Caesar’s Lost Weekend with Cleopatra

Huckleberry Finn tries to understand Tom Sawyer. “If somebody offers you a cake and a puzzle,”  he says, “most boys will choose the cake. Tom always chose the puzzle. He was just made that way.”

So was Julius Caesar. That is why it is hard to believe that he lost his head over Cleopatra in Egypt. He was known for taking the cake too, of course, but he went after the problem first.

Cleopatra by Michelangelo (public domain photo)

If he fathered a child by her you may be sure he did so to marry Egypt and Rome and perhaps to start a Julian Dynasty of semi-gods.

Many of the details of his romance with the Egyptian queen come from that old gossip Plutarch.
“As for the war in Egypt, some say it need never have taken place, that it was brought on by Caesar’s passion for Cleopatra and that it did him little credit while involving him in great danger.”

Sure.  The tough, fifty-two-year-old general got to Egypt and was presented with a  problem and a cake and chose the cake.  The problem was the civil war going on there and Egypt’s defiance of Rome. The cake was  Cleopatra.

She came to him secretly. “Since there seemed to be no other way of getting in [to Caesar’s headquarters] unobserved, she stretched herself out at full length inside a sleeping bag, and Apollodorus [a friend of hers], after tying up the bag, carried it indoors to Caesar.  This little trick of Cleopatra’s, which showed her provocative impudence, is said to have been the first thing about her which captivated Caesar…” (Plutarch’s Life of Caesar)

Caesar and Cleopatra by Jean-Leon Gerome (public domain photo)

Why did he go to Egypt in the first place?
To catch his enemy Pompey, who was running just a few days ahead of him. Caesar would have liked nothing better than to catch up with him, pardon him, and go back to Rome together with him.  That would have been the best way to start healing the wounds of their civil war. But when he reached Alexandría they threw him Pompey’s head.

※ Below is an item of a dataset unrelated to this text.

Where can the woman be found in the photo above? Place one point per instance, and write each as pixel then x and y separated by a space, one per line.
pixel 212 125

The last thing he wanted was to get tied up in Egypt. It was urgent for him to get back to Rome. But now that he was there he thought he had no choice but to solve Egypt’s problems and make it a friend of Rome. Caesar always considered that he must solve the problems that came up in front of him, not ignore them.  He didn’t need to have Harry Truman’s famous reminder on his desk: the buck stops here.  Caesar never passed the buck his whole life.

He was soon in a real jam. The whole Egyptian army came to wipe him out and he had to fight desperately while waiting for help to come from Syria. This is when Cleopatra came secretly to see him and he was “captivated by her charms”.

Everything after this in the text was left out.